Christine Kilonzo has learned how to determine a chicken egg’s sex; she can distinguish between male and female chicken eggs by measuring the shape of the egg’s curve. Through careful examination, one can see that female eggs have a sharper curve than their more rounded male counterparts.For Christine’s purpose, it is essential that the female, not the male, eggs hatch. Using her method of measuring the curve of the egg to determine the sex, she separates the eggs. She then incubates only the female eggs are incubated. The male eggs are both eaten (a nutritious addition to her family’s diet) and sold to others in her community to eat.

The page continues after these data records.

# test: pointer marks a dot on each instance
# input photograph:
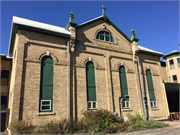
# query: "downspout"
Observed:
(141, 87)
(68, 80)
(166, 100)
(121, 99)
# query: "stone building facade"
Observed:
(102, 66)
(6, 66)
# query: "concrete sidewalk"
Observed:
(173, 129)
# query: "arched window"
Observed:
(91, 86)
(4, 77)
(151, 88)
(103, 35)
(124, 87)
(46, 84)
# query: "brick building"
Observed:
(102, 64)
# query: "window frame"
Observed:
(178, 61)
(45, 105)
(152, 105)
(171, 65)
(174, 81)
(91, 105)
(146, 104)
(125, 103)
(98, 36)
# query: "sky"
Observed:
(156, 23)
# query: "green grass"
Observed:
(91, 122)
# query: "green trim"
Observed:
(46, 81)
(163, 64)
(105, 18)
(145, 98)
(15, 28)
(150, 53)
(123, 83)
(71, 21)
(90, 81)
(171, 55)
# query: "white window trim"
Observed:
(153, 104)
(92, 104)
(45, 105)
(126, 104)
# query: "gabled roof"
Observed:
(4, 57)
(106, 19)
(174, 53)
(18, 22)
(143, 49)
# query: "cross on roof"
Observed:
(103, 9)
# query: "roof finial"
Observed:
(133, 37)
(71, 21)
(103, 9)
(71, 18)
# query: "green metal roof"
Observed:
(106, 19)
(171, 55)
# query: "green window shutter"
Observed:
(46, 84)
(90, 81)
(123, 82)
(150, 85)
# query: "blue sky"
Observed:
(156, 23)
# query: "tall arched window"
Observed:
(103, 35)
(4, 77)
(91, 86)
(124, 87)
(151, 88)
(46, 84)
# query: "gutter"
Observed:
(141, 87)
(166, 100)
(68, 80)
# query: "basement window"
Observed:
(175, 79)
(178, 60)
(92, 105)
(126, 104)
(171, 62)
(45, 105)
(153, 104)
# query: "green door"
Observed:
(90, 81)
(123, 82)
(150, 85)
(46, 85)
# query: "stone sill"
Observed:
(154, 109)
(127, 110)
(45, 113)
(5, 110)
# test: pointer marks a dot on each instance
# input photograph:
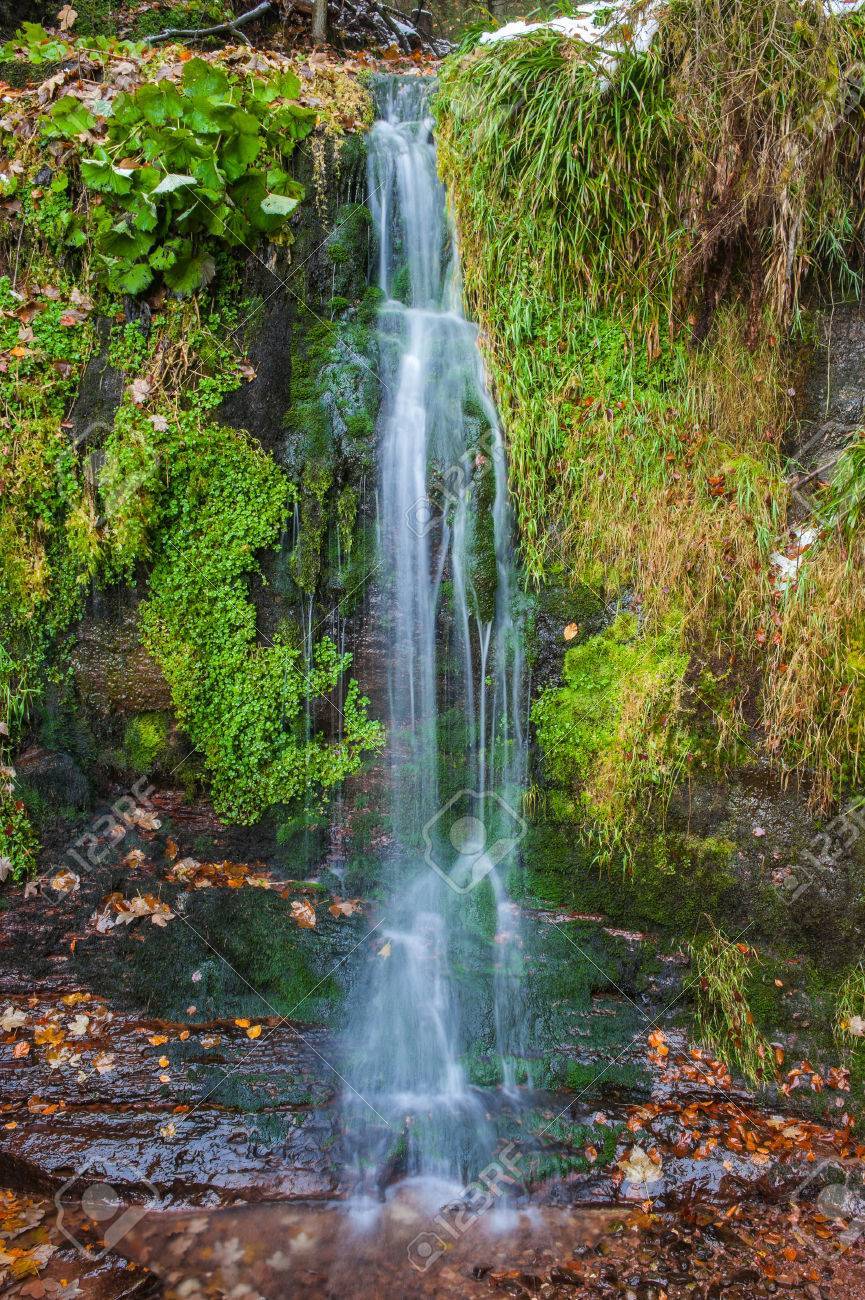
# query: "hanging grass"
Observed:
(722, 1018)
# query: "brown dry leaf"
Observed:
(345, 906)
(303, 914)
(65, 882)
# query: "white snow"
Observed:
(588, 27)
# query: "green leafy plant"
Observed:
(185, 168)
(723, 1018)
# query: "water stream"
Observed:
(445, 979)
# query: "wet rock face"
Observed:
(187, 1060)
(113, 671)
(833, 406)
(55, 776)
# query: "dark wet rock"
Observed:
(55, 778)
(113, 671)
(833, 401)
(260, 404)
(99, 394)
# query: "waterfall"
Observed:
(453, 646)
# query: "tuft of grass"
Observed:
(722, 1019)
(850, 1008)
(636, 251)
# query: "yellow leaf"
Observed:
(303, 913)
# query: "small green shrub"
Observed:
(145, 740)
(184, 167)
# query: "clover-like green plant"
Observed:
(182, 169)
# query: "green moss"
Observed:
(604, 733)
(671, 882)
(146, 741)
(639, 460)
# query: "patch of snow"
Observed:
(598, 24)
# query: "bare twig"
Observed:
(233, 25)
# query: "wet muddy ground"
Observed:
(169, 1119)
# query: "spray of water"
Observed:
(454, 674)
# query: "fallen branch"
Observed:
(233, 25)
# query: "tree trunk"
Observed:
(319, 22)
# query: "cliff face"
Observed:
(683, 407)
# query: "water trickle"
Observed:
(445, 969)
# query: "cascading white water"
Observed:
(454, 670)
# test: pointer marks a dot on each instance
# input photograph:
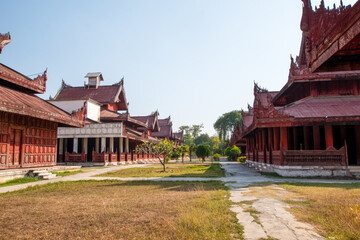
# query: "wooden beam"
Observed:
(329, 136)
(316, 135)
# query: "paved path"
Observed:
(273, 220)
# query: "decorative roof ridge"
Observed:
(37, 84)
(80, 115)
(4, 40)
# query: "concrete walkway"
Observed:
(272, 221)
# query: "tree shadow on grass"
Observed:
(302, 184)
(181, 186)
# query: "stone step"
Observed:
(50, 176)
(39, 171)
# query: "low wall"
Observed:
(301, 171)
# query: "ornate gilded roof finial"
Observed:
(306, 17)
(322, 4)
(4, 40)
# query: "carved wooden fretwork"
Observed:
(4, 40)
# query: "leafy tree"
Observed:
(226, 124)
(182, 150)
(203, 151)
(232, 152)
(176, 154)
(203, 139)
(192, 148)
(162, 150)
(215, 142)
(196, 130)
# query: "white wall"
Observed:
(93, 110)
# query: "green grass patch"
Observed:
(334, 208)
(67, 173)
(119, 210)
(173, 170)
(19, 181)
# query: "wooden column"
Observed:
(75, 145)
(276, 138)
(283, 137)
(121, 145)
(307, 138)
(357, 136)
(316, 135)
(97, 145)
(127, 145)
(61, 146)
(111, 144)
(270, 138)
(103, 144)
(85, 149)
(343, 134)
(329, 139)
(263, 137)
(295, 138)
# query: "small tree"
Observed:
(192, 148)
(232, 152)
(182, 151)
(163, 150)
(203, 151)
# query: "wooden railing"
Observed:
(122, 157)
(113, 157)
(276, 157)
(100, 157)
(75, 157)
(328, 157)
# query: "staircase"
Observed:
(42, 174)
(355, 171)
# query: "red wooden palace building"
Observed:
(110, 134)
(312, 125)
(28, 124)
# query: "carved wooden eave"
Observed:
(36, 85)
(79, 116)
(4, 40)
(328, 33)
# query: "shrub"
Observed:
(218, 151)
(175, 155)
(232, 152)
(216, 157)
(203, 151)
(241, 159)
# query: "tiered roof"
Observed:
(17, 96)
(103, 94)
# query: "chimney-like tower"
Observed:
(94, 79)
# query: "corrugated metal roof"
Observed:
(322, 107)
(18, 102)
(95, 74)
(102, 94)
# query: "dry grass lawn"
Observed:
(333, 208)
(118, 210)
(206, 170)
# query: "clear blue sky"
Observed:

The Kenyan government was so impressed with Christine’s innovation that she was invited to showcase her technique at the East-African Farmer Innovation Fair (EAFIF) in May 2013. Since then, many organizations (including Prolinnova, World Neighbors, USAID-Kenya, AgriProFocus, CGIAR, Internation Center for Research on Women (ICRW), Kenya Agriculture & Livestock Research Organization (KARLO), International Institute of Rural Reconstruction (IIRR), and Inades-Formation) have come together to support the documentation and dissemination of Christine’s knowledge and technique. You can watch their video of her innovation here.
Since implementing this technique, Christine greatly increased her income. Now, thanks to that higher income, she is able to send her children to school. (She relies on the income from selling the grown hen’s to pay for her children’s schooling.) Her children love the opportunity to learn and play with the youth in their community, and Christine is thrilled she can provide her children with the education they deserve.